キャリア・教育

2025.08.19 14:30

人生のレールを外れる「衝動」が大切な理由

谷川嘉浩

谷川嘉浩

『増補改訂版 スマホ時代の哲学』(ディスカヴァー携書)の著者であり、哲学者の谷川嘉浩。彼が提唱する「衝動を見つけることの大切さ」から、未来を切り開くためのヒントを発見できるだろう。


「夢は何か」「将来は何をやりたいのか」。そう問う大人を失望させないように、無難な答えを返したことはないだろうか。テンプレに沿った答えはその場しのぎになるが、何かのみ下せないものを感じた人は多いはずだ。一方、哲学者の谷川嘉浩は「あなたの『衝動』は何か」と問う。なぜ人は衝動と向かい合うべきなのか。話を聞いた。

──『人生のレールを外れる衝動のみつけかた』(筑摩書房)を出版した。なぜ衝動をテーマに?

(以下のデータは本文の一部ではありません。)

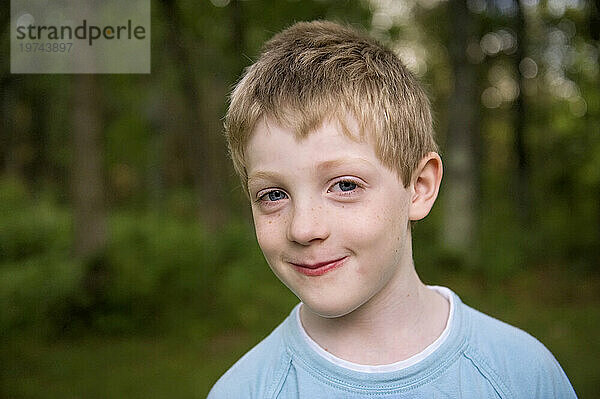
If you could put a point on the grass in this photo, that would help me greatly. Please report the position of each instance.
(561, 310)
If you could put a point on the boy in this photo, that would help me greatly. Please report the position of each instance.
(332, 138)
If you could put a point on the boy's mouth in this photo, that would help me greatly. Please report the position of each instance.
(318, 269)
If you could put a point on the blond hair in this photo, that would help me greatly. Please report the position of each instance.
(315, 70)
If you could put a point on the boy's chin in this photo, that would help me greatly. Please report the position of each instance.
(328, 310)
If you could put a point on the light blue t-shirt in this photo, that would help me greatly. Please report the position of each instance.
(477, 356)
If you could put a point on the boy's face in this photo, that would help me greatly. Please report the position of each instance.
(330, 218)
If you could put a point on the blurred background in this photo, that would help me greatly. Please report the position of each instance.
(128, 263)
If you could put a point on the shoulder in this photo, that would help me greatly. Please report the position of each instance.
(512, 359)
(258, 373)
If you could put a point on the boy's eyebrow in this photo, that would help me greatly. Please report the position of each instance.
(331, 164)
(260, 175)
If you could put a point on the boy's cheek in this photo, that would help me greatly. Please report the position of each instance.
(269, 230)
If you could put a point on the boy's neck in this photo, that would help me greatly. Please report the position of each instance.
(401, 321)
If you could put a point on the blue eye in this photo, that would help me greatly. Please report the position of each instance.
(274, 195)
(347, 185)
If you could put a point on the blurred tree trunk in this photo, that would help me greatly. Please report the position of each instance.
(522, 195)
(87, 168)
(595, 20)
(459, 225)
(205, 154)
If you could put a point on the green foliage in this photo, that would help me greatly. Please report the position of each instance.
(156, 266)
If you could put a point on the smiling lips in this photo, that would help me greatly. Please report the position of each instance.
(318, 269)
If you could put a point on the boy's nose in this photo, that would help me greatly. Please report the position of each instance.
(308, 224)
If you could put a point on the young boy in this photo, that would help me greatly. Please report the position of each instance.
(332, 138)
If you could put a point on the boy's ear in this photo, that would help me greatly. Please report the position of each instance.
(425, 185)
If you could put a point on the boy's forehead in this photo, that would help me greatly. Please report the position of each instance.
(344, 124)
(332, 144)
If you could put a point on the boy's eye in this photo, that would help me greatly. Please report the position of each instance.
(344, 186)
(274, 195)
(347, 185)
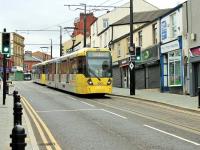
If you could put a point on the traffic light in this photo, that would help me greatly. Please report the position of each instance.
(132, 50)
(138, 53)
(6, 44)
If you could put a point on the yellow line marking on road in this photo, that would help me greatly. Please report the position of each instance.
(44, 140)
(63, 110)
(172, 135)
(179, 126)
(44, 126)
(114, 114)
(156, 103)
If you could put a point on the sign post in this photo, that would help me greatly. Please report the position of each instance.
(6, 54)
(132, 53)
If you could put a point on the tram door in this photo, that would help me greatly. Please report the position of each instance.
(124, 77)
(197, 77)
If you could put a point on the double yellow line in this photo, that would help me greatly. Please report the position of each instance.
(40, 124)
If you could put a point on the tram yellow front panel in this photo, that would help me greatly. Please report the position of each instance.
(43, 79)
(99, 86)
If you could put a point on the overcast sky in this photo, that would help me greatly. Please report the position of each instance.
(49, 14)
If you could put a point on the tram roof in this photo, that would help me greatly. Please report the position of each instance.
(81, 52)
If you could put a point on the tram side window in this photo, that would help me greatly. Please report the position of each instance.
(81, 65)
(73, 69)
(43, 69)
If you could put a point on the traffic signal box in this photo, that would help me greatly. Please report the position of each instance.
(136, 52)
(6, 44)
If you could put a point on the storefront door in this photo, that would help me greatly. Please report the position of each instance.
(196, 77)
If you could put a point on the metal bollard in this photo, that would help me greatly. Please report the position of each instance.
(199, 96)
(15, 97)
(7, 88)
(15, 93)
(17, 113)
(18, 138)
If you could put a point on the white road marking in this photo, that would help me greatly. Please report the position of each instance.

谷川嘉浩(以下、谷川きっかけは、ラジオで漫画家の魚豊さんの話を聞いたことでした。魚豊さんは、『チ。』で描いた地動説にとりつかれた人たちについて、「人から見たら『え? 何それ?』と見えちゃうことを、本人たちはド真剣にやっている。そこに興味があった」と聞いて私も興味があるなと。

──なぜその語りが琴線に触れたのか。

谷川:私は京都市立芸術大学の教員をしています。学生たちは、一人ひとり陰影のある夢を抱いて楽しそうにものをつくっています。ところが就活が始まった途端に、「どこにも存在しない平均的な大学生」みたいなことを言い始めます。おそらく就活でお祈りメールをもらううちに空気を読むようになるんでしょうね。社会人も同じです。企業に呼ばれて話す機会がありますが、途中は感度が良くて興味深い反応があるのに、最後に感想を聞くと、学校の読書感想文のような紋切り型のまとめばかり口にするんです。

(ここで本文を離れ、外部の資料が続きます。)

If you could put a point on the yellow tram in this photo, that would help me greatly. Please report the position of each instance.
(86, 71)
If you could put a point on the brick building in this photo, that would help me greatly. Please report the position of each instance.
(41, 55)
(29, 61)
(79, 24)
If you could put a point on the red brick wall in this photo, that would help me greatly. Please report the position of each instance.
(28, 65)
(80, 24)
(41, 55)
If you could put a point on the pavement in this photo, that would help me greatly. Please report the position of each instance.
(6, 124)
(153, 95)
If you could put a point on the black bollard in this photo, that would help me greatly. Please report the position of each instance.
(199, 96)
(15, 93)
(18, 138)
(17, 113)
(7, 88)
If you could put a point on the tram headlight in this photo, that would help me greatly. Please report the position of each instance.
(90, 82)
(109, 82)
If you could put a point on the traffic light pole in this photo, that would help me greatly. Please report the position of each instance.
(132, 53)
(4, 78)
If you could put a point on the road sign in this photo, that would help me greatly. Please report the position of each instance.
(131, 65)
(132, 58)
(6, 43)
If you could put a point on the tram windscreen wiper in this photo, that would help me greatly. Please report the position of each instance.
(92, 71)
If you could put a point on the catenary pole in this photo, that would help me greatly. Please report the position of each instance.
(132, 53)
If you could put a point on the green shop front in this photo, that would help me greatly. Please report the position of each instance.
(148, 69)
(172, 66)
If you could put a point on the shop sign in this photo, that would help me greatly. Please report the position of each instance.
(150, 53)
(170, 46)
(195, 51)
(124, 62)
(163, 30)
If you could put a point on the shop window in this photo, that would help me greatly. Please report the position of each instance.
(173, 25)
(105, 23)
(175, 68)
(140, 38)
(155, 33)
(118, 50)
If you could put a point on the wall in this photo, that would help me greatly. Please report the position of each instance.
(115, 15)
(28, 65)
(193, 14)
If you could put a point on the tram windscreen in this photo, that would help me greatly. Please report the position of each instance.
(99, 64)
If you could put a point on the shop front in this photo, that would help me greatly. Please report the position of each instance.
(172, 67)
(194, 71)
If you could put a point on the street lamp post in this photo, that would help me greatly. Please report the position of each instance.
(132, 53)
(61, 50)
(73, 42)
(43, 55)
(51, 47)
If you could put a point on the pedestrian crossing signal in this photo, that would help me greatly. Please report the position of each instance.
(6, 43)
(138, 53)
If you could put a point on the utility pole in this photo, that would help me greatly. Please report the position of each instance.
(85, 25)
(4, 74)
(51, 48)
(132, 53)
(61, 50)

忖度してお決まりのストーリーに回収する行為は、周りとのあつれきを避けられるという点で効率的です。でも、それを続けるうちに、自分や世界に対する解像度が粗くなってしまう。暑苦しい言い方になりますが、それでは学びにつながりません。短期的にストレスを回避できても、長期的には人生がつまらなくなると思います。

──衝動は「夢」や「欲望」と違う?

谷川:衝動は、周りだけでなく自分自身すら驚くような、ある種の不合理さを伴う原動力です。例えばみんなと公園で遊んでいるときに、アリから目を離せなくなって何時間も見ちゃう子っていますよね。その子にアリに夢中な理由を聞いてもおそらく答えられない。あのイメージです。

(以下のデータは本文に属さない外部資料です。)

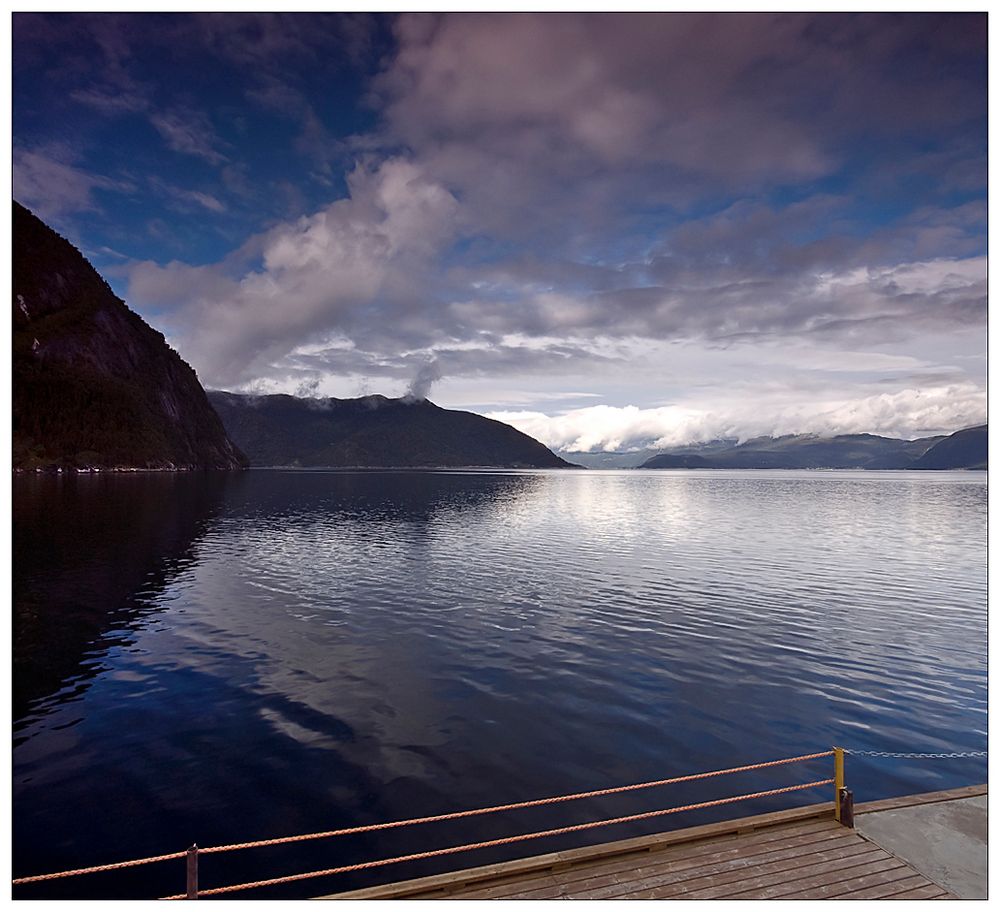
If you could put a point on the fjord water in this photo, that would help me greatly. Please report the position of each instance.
(224, 657)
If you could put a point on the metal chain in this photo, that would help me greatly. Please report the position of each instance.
(914, 756)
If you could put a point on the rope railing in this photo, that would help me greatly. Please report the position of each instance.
(194, 852)
(507, 840)
(455, 815)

子どもに「将来は何になりたい?」と聞けば何か答えるかもしれませんが、それは大人が用意したもののなかから選ばせているだけ。一方、SNSを見て「これが欲しい」「あれをやりたい」と感じても、そう感じてしまっているだけで、冷静になれば望んでもいない。自分のなかでじっくり育まれたものが衝動。本の読者から、「やりたいことと、やっちゃっていることの違いですよね」と感想をもらいましたが、まさにそう。気づいたらやっちゃっていることが衝動です。